内核中的memblock实例,定义了初始值,这个全局变量在后面会被频繁使用。
static struct memblock_region memblock_memory_init_regions[INIT_MEMBLOCK_REGIONS] __initdata_memblock; static struct memblock_region memblock_reserved_init_regions[INIT_MEMBLOCK_REGIONS] __initdata_memblock; struct memblock memblock __initdata_memblock = { .memory.regions = memblock_memory_init_regions, .memory.cnt = 1, /* empty dummy entry */ .memory.max = INIT_MEMBLOCK_REGIONS, .reserved.regions = memblock_reserved_init_regions, .reserved.cnt = 1, /* empty dummy entry */ .reserved.max = INIT_MEMBLOCK_REGIONS, ... .bottom_up = false, .current_limit = MEMBLOCK_ALLOC_ANYWHERE, };
1.2 memblock API介绍
memblock API主要有如下系列:
phys_addr_t memblock_find_in_range_node(phys_addr_t size, phys_addr_t align, phys_addr_t start, phys_addr_t end, int nid, ulong flags); phys_addr_t memblock_find_in_range(phys_addr_t start, phys_addr_t end, phys_addr_t size, phys_addr_t align); void memblock_allow_resize(void); int memblock_add_node(phys_addr_t base, phys_addr_t size, int nid); int memblock_add(phys_addr_t base, phys_addr_t size); int memblock_remove(phys_addr_t base, phys_addr_t size); int memblock_free(phys_addr_t base, phys_addr_t size); int memblock_reserve(phys_addr_t base, phys_addr_t size); void memblock_trim_memory(phys_addr_t align); bool memblock_overlaps_region(struct memblock_type *type, phys_addr_t base, phys_addr_t size); int memblock_mark_hotplug(phys_addr_t base, phys_addr_t size); int memblock_clear_hotplug(phys_addr_t base, phys_addr_t size); int memblock_mark_mirror(phys_addr_t base, phys_addr_t size); int memblock_mark_nomap(phys_addr_t base, phys_addr_t size); ulong choose_memblock_flags(void);
其中对不同类型memblock的分配释放主要有如下:其中memblock_add()和memblock_remove()是针对可用memlbock操作;memblock_reserve()和memblock_free()是针对reserved类型memblock操作。

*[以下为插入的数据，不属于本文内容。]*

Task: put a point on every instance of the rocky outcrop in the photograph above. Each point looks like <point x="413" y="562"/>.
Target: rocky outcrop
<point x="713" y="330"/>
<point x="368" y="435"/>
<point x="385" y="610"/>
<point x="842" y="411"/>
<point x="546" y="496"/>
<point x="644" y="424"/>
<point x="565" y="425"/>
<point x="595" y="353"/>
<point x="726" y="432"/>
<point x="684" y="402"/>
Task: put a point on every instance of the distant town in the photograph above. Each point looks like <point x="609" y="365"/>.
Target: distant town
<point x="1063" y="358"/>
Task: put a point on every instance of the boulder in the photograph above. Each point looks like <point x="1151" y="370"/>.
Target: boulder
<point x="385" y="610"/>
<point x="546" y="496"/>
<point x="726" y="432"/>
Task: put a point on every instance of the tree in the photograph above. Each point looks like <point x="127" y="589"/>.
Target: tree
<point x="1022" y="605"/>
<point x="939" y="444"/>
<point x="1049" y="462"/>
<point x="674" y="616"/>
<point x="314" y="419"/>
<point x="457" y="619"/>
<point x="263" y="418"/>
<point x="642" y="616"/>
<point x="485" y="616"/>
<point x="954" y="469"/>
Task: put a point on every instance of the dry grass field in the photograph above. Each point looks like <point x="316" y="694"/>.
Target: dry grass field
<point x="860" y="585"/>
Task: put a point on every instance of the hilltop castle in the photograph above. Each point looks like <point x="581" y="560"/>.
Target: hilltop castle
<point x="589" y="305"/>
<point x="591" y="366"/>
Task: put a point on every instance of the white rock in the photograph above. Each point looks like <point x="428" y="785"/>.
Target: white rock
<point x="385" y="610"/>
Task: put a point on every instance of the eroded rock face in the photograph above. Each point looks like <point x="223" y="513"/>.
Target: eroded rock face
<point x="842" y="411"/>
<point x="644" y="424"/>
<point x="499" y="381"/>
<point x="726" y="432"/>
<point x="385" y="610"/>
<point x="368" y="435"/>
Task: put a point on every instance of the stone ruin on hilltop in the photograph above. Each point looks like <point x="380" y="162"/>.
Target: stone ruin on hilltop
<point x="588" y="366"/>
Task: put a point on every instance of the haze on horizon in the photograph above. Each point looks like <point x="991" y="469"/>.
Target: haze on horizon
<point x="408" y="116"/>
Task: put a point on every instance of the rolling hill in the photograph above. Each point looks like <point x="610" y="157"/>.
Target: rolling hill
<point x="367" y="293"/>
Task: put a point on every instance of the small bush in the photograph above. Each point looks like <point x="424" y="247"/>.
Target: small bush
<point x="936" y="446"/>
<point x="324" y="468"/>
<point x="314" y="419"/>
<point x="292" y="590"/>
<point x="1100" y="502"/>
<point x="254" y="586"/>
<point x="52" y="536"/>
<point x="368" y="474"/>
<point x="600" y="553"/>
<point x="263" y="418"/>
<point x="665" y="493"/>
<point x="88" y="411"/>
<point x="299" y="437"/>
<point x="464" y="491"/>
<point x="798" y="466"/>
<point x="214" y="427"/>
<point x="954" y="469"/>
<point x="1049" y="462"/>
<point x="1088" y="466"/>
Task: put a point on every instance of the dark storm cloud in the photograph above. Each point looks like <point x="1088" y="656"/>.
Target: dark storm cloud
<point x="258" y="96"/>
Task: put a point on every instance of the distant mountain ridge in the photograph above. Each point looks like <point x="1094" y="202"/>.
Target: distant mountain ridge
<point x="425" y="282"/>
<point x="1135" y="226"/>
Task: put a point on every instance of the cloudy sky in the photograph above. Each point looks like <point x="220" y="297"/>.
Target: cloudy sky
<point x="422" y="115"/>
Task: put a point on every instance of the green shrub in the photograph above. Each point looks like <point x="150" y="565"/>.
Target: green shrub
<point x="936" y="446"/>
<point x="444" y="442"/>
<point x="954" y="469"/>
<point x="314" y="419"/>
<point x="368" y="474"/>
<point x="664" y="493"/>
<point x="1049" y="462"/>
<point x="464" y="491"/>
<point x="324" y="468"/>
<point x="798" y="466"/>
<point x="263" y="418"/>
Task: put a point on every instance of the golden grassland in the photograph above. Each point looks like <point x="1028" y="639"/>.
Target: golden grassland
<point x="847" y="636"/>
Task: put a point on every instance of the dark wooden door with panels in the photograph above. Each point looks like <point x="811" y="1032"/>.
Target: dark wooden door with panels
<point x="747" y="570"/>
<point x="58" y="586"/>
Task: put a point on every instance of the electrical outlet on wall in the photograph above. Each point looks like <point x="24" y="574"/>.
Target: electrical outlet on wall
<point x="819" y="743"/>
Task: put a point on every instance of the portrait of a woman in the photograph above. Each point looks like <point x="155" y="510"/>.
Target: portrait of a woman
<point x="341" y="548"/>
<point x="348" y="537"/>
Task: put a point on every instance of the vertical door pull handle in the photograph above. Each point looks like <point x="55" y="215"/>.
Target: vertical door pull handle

int __init_memblock memblock_add_node(phys_addr_t base, phys_addr_t size, int nid) { return memblock_add_range(&memblock.memory, base, size, nid, 0); } int __init_memblock memblock_add(phys_addr_t base, phys_addr_t size) { return memblock_add_range(&memblock.memory, base, size, MAX_NUMNODES, 0); } int __init_memblock memblock_remove(phys_addr_t base, phys_addr_t size) { return memblock_remove_range(&memblock.memory, base, size); } int __init_memblock memblock_free(phys_addr_t base, phys_addr_t size) { kmemleak_free_part_phys(base, size); return memblock_remove_range(&memblock.reserved, base, size); } int __init_memblock memblock_reserve(phys_addr_t base, phys_addr_t size) { return memblock_add_range(&memblock.reserved, base, size, MAX_NUMNODES, 0); }
1.3 对memblock调试
如果需要了解memblock的详细分配流程,可以通过在bootargs中加入“memblock=debug”。
在内核启动后,通过/proc/kmsg查看调试信息。
查看内存地址范围和reserved区域可以通过:
/sys/kernel/debug/memblock/memory
/sys/kernel/debug/memblock/reserved
2. totalram_pages是如何更新的
内核中totalram_pages在初始值是0,在free_initmem()之后就稳定在一个数值。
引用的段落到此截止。